Paintbrush Divide Trail
What to Expect
Safety Advisory
The divide sits above ten thousand feet with zero shelter — electrical storms develop rapidly on summer afternoons and the ridge is the highest point around. If clouds are building, descend immediately.
Snow fields on the north side of the divide can persist through late July and sometimes into August. Without microspikes or an ice axe, a slip on hard-packed morning snow above the rocky talus below is genuinely dangerous.
This is prime grizzly and black bear territory, especially in Paintbrush Canyon.

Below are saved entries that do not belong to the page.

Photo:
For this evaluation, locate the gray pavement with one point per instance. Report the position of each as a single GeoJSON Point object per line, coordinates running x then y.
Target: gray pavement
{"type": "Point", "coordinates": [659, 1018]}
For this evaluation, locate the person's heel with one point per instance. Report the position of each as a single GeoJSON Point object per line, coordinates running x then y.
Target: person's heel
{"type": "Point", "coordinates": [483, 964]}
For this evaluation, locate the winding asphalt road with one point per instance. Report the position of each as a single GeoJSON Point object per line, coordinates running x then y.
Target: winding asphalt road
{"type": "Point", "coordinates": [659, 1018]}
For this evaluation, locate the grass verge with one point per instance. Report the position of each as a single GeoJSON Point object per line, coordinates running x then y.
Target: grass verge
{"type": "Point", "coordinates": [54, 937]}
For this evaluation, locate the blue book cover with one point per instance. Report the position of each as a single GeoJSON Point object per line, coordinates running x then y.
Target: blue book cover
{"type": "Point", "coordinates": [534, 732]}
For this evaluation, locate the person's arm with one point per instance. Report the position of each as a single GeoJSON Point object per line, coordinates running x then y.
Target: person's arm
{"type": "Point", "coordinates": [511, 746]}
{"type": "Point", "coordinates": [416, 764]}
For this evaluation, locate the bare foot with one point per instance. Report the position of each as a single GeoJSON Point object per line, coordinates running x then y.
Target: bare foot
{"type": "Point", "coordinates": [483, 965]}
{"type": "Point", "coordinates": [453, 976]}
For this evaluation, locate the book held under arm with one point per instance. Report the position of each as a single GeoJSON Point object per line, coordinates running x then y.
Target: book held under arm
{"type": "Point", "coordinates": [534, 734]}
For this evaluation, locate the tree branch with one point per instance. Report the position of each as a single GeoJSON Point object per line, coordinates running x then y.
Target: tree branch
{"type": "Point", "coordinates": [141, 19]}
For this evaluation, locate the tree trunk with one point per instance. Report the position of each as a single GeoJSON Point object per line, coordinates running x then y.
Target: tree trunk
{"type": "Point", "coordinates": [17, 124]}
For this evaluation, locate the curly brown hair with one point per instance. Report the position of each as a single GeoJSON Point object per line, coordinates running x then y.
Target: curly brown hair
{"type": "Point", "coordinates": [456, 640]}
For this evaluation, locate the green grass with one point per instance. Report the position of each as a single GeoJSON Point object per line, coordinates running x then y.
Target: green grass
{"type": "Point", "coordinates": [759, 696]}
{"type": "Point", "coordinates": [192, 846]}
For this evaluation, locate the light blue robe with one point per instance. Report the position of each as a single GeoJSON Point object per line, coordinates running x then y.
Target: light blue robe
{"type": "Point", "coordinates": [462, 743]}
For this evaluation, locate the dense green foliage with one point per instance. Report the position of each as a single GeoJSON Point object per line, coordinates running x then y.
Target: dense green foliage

Carry bear spray accessible on your hip, not buried in your pack, and make noise through the brushy lower canyon sections.
Trail Details
Pro Tips
Most hikers tackle this as part of a loop combining Paintbrush Canyon and Cascade Canyon — go up Paintbrush and descend Cascade, not the reverse. The Paintbrush side is steeper and far more punishing on the knees going down.
Start before dawn from the String Lake trailhead to hit the divide by midday — afternoon thunderstorms roll in fast above treeline, and you do not want to be on that exposed saddle when lightning starts popping.
The views from the divide itself are spectacular, but the best photo spot is actually about a quarter mile down the Cascade Canyon side, where you get Lake Solitude framed perfectly against the Grand Teton.